OK, it's all much clearer now.

Jack Weingarten"

News round up

I don't post news items like I used to a few years back but there are two things in the news today that I've got to comment on.

The first is GM's announcement that they're closing four North American plants manufacturing SUVs and looking at selling the Hummer brand so they can focus instead on more fuel efficient cars. The NY Times has a pretty good article on it but the GLARING OMISSION is that they don't mention anything about the CAFE standards. The American auto industry and their Republican lackeys have been fighting increases in the fuel efficiency since 1999. It seems like the US auto execs were the only people who didn't see Peak Oil and the end of the SUV coming... sure they'll tell you they've got hybrid SUVs the only problem that you can't buy them, they're just a PR device. I'd love to see some shareholder action to clean house and put some execs in place that have half a clue.

The second is Hillary and her Terminator impression. I'd defended her right to stay in the race until all the states had voted--even though it was obvious back in February that she wasn't going to be the nominee. But as of tonite this has gotten silly. Obama now has the delegates but she still can't quite let go and concede. Shit, I'll donate $20 to help pay off her campaign debts if she throws in the towel this week.
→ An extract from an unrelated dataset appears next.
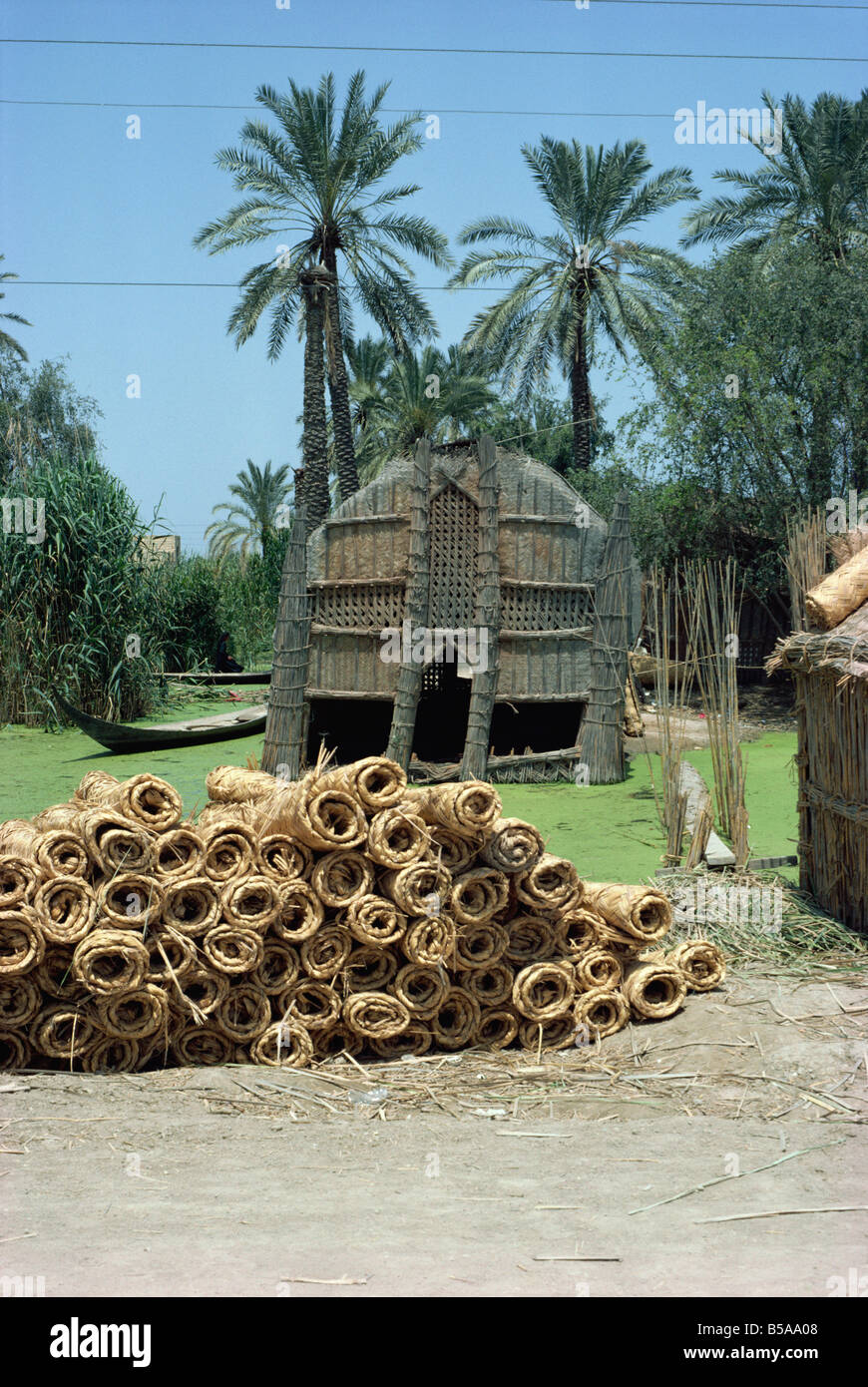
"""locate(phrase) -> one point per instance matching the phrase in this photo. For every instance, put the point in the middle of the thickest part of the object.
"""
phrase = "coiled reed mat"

About that experience thing...

"There was a saying around the White House that if a place was too small, too poor, or too dangerous, the President couldn't go, so send the First Lady."

And Sinbad... and Sheryl Crow... and the First Daughter? Yeah, let's talk about experience and judgement some more.

Pour one out for Steve Gilliard

I was shocked to read today that Steve Gilliard, author of The News Blog, my favorite blogs for the past few years died on Saturday. He did an amazing job summarizing the news of the day with biting commentary. Before I found his site, I'd do several hours of news surfing each day. Once I started following it, I didn't really bother surfing news anymore, if Steve didn't post about it, it probably wasn't that interesting. Since he fell ill, I've pretty much stopped reading the news. Sure I'll take a look at Daily Kos every now and then but without Steve's wonderful commentary, it's just not worth the time. My deepest condolences to his family and all his other readers.